ELK冷热数据分离_elk 日志冷存储-优快云博客

本文链接：https://blog.youkuaiyun.com/qq_40770523/article/details/146469900

日志就像下图所示，分热、温、冷三种状态，最近的日志为热数据，时间间隔稍微远一点的为温数据，超过一定时限的为冷数据，冷数据再超过一定时限则删除。

0.环境介绍

下面实验如下：

01-05节点为热数据节点

06-07节点为冷数据节点

主机名	IP地址	冷热节点类型
a-oa-elk-elastic-prod01	10.10.16.146	热
a-oa-elk-elastic-prod02	10.10.16.147	热
a-oa-elk-elastic-prod03	10.10.16.148	热
a-oa-elk-elastic-prod04	10.10.16.149	热
a-oa-elk-elastic-prod05	10.10.16.150	热
a-oa-elk-elastic-prod06	10.10.16.152	冷
a-oa-elk-elastic-prod07	10.10.16.153	冷

1.首先区分冷热数据节点

在配置文件中添加如下配置，用来区分节点的冷热类型，其实下图中的node.roles:["data_hot"]和node.attr.node_type: hot两种配置，只要选1种写就行。

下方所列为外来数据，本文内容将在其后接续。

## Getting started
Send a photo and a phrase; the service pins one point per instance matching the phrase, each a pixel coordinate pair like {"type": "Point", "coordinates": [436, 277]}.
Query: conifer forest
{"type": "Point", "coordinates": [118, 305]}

node.roles: ["master","data","data_hot","data_content","ingest","ml","remote_cluster_client","transform"]
node.attr.node_type: hot

同理，冷数据节点配置如下：

[root@a-oa-elk-elastic-prod06 ~]# cat /etc/elasticsearch/elasticsearch.yml
cluster.name: OA-ELK
node.name: a-oa-elk-elastic-prod06
path.data: /data/elasticsearch
path.logs: /var/log/elasticsearch
network.host: 10.10.16.152
node.roles: ["master","data","data_cold","data_content","ingest","ml","remote_cluster_client","transform"]                    #data_cold
node.attr.node_type: cold        #冷节点
discovery.seed_hosts: ["10.10.16.146","10.10.16.147","10.10.16.148","10.10.16.149","10.10.16.150"]
#cluster.initial_master_nodes: ["a-oa-elk-elastic-prod01","a-oa-elk-elastic-prod02","a-oa-elk-elastic-prod03"]
xpack.security.enabled: true
xpack.security.enrollment.enabled: true
xpack.security.http.ssl:
  enabled: true
  keystore.path: certs/http.p12
xpack.security.transport.ssl:
  enabled: true
  verification_mode: certificate
  keystore.path: certs/transport.p12
  truststore.path: certs/transport.p12
http.host: 0.0.0.0
transport.host: 0.0.0.0
cluster.routing.allocation.same_shard.host: true                        #禁止把副本分配到同一台物理机器上（相同ip地址认为是同一台机器）
cluster.routing.allocation.disk.watermark.low: "85%"            #意味着 Elasticsearch 不会将分片分配给磁盘使用率超过 85% 的节点
cluster.routing.allocation.disk.watermark.high: "90%"           #意味着 Elasticsearch 将尝试将分片从磁盘使用率高于 90% 的节点，开始挪分片去其他节点。
cluster.routing.allocation.disk.watermark.flood_stage: "95%" #节点上分配了一个或多个分片并且至少有一个磁盘超过洪水阶段的每个索引强制执行只读索引块

cluster.info.update.interval: "30s"                                                     #多久检查一次集群中每个节点的磁盘使用情况。
#cluster.routing.allocation.disk.include_relocations: true       #计算磁盘使用率时是否考虑当前分配的分片。
cluster.routing.allocation.disk.threshold_enabled: true         #这启用和禁用磁盘分配决策程序。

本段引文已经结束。